The special treatment of nonterminal symbols is an attempt to prevent
unnatural-looking growth patterns from arising. In most plants, apart from
thickening of branches, growth only occurs at the tips. Only inserting
nonterminals at the ends of branches, and never after an existing
nonterminal, ensures that mutations can't cause growth to occur in the
middle of a branch. It also helps to limit the growth rate, so that the
number of symbols in the plant's structure doesn't explode too rapidly
at each step.
Cross-breeding
To cross-breed two sets of DNA, their lists of productions are laid out
side by side, a crossing-over procedure is applied to each pair, and the
result becomes the production list of the new plant. If one parent has
more productions than the other, the unpaired productions are appended
unchanged.
Crossing over a pair of productions involves choosing one of the left
hand sides at random, and crossing over the right hand side strings.
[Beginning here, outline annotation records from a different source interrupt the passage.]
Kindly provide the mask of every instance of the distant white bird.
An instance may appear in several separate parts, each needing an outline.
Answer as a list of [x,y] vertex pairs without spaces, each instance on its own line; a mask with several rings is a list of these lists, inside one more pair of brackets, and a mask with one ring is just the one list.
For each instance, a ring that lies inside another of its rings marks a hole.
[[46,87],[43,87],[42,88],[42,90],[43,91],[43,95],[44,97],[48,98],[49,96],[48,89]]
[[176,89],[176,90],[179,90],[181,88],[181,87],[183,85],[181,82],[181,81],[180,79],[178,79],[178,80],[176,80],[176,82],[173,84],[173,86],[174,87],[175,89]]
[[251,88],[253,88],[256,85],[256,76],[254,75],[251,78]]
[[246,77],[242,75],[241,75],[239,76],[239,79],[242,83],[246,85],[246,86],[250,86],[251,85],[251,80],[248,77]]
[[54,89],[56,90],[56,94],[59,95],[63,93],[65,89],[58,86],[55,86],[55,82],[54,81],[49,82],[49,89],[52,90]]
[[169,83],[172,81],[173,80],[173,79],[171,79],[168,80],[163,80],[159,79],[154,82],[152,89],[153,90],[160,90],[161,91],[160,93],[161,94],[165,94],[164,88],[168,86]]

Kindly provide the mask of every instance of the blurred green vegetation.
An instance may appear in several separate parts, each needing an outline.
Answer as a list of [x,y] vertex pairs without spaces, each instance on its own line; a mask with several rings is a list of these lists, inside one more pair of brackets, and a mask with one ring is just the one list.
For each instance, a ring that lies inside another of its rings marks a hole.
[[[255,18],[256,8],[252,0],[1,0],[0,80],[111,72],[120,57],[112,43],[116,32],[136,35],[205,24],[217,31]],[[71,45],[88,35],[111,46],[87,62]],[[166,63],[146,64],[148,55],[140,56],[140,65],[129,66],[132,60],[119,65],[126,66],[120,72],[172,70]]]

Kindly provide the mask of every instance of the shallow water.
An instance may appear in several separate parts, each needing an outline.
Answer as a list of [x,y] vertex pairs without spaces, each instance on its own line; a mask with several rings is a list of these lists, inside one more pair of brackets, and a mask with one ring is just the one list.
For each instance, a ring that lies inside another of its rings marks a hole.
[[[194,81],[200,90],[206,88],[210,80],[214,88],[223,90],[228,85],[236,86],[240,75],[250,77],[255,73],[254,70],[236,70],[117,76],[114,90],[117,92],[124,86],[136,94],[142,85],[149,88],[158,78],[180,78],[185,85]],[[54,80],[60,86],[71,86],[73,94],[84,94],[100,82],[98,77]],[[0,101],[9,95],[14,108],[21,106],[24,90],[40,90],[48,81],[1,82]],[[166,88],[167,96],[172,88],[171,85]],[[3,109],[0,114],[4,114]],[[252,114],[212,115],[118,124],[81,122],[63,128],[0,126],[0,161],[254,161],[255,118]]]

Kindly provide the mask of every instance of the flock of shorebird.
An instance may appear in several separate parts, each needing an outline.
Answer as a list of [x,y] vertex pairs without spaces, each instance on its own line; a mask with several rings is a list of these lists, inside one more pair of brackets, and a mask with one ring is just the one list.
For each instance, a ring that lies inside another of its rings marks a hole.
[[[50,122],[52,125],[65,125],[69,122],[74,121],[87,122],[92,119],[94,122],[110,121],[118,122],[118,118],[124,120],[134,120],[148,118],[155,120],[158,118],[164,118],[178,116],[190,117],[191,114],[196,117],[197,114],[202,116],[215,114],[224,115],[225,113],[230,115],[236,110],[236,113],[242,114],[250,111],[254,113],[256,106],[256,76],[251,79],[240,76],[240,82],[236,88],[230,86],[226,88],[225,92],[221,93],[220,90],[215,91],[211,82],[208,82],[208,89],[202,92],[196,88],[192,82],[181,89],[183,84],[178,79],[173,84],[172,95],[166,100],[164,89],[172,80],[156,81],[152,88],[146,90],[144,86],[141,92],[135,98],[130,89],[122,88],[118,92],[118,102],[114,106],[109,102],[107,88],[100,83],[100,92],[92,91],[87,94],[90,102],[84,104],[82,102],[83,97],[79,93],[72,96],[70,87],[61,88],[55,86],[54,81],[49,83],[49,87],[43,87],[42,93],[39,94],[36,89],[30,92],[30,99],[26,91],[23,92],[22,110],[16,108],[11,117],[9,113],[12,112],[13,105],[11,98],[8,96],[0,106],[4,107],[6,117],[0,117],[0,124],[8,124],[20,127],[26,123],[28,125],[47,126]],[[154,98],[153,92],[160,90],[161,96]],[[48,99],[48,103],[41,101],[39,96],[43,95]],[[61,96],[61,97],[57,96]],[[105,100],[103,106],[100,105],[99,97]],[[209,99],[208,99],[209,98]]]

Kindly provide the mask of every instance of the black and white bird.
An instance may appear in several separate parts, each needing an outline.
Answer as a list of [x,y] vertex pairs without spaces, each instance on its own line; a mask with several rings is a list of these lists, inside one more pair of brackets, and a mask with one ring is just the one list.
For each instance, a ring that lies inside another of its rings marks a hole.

To cross over the right hand sides, they are first classified as either
filled shapes (surrounded by '{' and '}') or not. If they are both
filled shapes, their contents are crossed over and the result is a new
filled shape. If one is a filled shape and the other not, one of them is
chosen at random. If neither are filled shapes, they are crossed over as
described below.
To cross over a pair of strings, they are first divided into segments,
where each segment is either a complete branch (possibly containing
sub-branches) or a non-branch sequence of terminals. The segments are
then paired up.
If both members of a pair are branches, the contents of the two branches are
recursively crossed over. If a pair consists of a branch and a non-branch, one
of them is chosen at random.
If both members of a pair are non-branches, there is a chance that they
will be divided in two at randomly-chosen points and one piece chosen
from each half of each pair. The longer the segments, the greater the chance
that this will happen. (Long pieces of DNA are fragile and break easily!)
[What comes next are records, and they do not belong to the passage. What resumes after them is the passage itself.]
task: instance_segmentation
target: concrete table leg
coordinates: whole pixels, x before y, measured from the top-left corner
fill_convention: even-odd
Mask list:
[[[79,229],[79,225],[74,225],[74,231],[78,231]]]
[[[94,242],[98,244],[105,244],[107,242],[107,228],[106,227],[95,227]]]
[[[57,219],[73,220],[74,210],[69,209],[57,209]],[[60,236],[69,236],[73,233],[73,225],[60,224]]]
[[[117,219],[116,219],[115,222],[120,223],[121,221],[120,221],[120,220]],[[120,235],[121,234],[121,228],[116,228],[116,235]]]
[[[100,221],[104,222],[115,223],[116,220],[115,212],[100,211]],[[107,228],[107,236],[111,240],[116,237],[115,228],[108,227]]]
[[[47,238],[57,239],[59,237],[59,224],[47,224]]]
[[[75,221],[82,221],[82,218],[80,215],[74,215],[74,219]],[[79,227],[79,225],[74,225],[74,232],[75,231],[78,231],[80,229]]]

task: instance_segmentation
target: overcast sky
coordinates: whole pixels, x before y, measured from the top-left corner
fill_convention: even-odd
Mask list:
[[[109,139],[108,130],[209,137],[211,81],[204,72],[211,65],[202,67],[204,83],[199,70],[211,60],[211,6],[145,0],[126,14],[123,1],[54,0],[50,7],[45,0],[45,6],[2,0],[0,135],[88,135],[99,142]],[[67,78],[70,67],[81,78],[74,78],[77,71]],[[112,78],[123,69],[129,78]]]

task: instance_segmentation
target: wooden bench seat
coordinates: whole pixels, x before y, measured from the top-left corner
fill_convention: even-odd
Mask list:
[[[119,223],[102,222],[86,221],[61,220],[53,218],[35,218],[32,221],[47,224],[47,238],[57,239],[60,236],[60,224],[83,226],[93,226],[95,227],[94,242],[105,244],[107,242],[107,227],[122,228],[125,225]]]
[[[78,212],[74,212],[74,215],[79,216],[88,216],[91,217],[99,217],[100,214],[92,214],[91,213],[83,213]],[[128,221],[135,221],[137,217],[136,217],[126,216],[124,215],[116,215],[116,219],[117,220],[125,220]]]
If there are more segments in one string than the other, the unpaired
segments are appended unchanged to the new string.
Further Reading
The Algorithmic Beauty of Plants, by Przemyslaw Prusinkiewicz and Aristid
Lindenmayer, available online at http://algorithmicbotany.org/papers/#abop
Most of my ideas for interpreting the L-systems using turtle graphics came
from here. The mutation and cross-breeding stuff I just made up as I went
along, though, so don't blame them for it.